Le libéralisme est imposé aux luttes émergentes des femmes et le « pinkwashing » [procédé mercatique utilisé par un État, organisation, parti politique ou entreprise dans le but de se donner une image progressiste et engagée pour les droits LGBT] a lieu face à la violence de l’OTAN. Même leurs propres mouvements sont appropriés par le néolibéralisme et transformés en un produit du capitalisme. Le système capitaliste lui-même utilise l’image des femmes en lutte et tente de s’emparer des mouvements féministes. Quel type de résistance est autorisé et lequel est criminalisé ? Le mouvement kurde en est un bon exemple. (…) »

 

En ce qui concerne la Coupe du monde au Qatar, Dirik a demandé « pourquoi personne ne parlait du fait que le Front islamiste Al-Nosra était cofinancé par le Qatar. Le Qatar est également à l’avant-garde du soutien aux talibans. »

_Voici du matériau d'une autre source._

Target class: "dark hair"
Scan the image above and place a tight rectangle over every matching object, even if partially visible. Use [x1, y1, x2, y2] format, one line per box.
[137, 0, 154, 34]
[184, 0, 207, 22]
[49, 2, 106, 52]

Dilar Dirik a poursuivi en disant qu’il est nécessaire de sortir du discours selon lequel la Turquie est un État voyou et devrait être exclue de l’OTAN. « Au contraire, la Turquie fait partie intégrante de l’OTAN. La production de connaissances ne doit pas être laissée aux États. La ministre allemande des Affaires étrangères, qui se pare du slogan « Jin Jiyan Azadî » [slogan kurde signifiant « femme, vie, liberté »], soutient activement ces forces qui s’en prennent aux femmes. La propagande des États occidentaux est si puissante que beaucoup de gens ne savent même pas combien de crimes l’OTAN commet, quelles guerres elle finance et lesquelles sont menées en son nom. Bien sûr, il est toujours plus facile de critiquer des pays qui ne font pas partie de l’OTAN et de les déclarer ennemis. »

Dirik a expliqué que le mouvement kurde est également l’un des mouvements démocratiques les plus puissants d’Europe. Malgré une criminalisation massive, il est capable d’organiser des manifestations à travers l’Europe en très peu de temps.

Elle a déclaré que: « La criminalisation est directement connectée au fait que le mouvement kurde est un des mouvements révolutionnaires les mieux organisés en Europe, capable de mettre dans la rue des milliers de personnes de manière simultanée à travers le continent. »

Concernant la réappropriant des mouvements révolutionnaires par le libéralisme, Dirik a déclaré que : « Le libéralisme fonctionne de manière très subtile, c’est un système d’incitation, plein de récompenses et de confort. En promettant un chemin moins difficile, vers le progrès et l’égalité, le libéralisme nous transmet le message suivant : dans la mesure où vous abandonnez votre caractère révolutionnaire, votre langage systémique, vous serez récompensée, reconnue, vue. Les théories libérales du changement compartimentent, bureaucratisent et fragmentent la théorie et l’action, nous empêchent de voir comment s’enchevêtrent les systèmes de domination.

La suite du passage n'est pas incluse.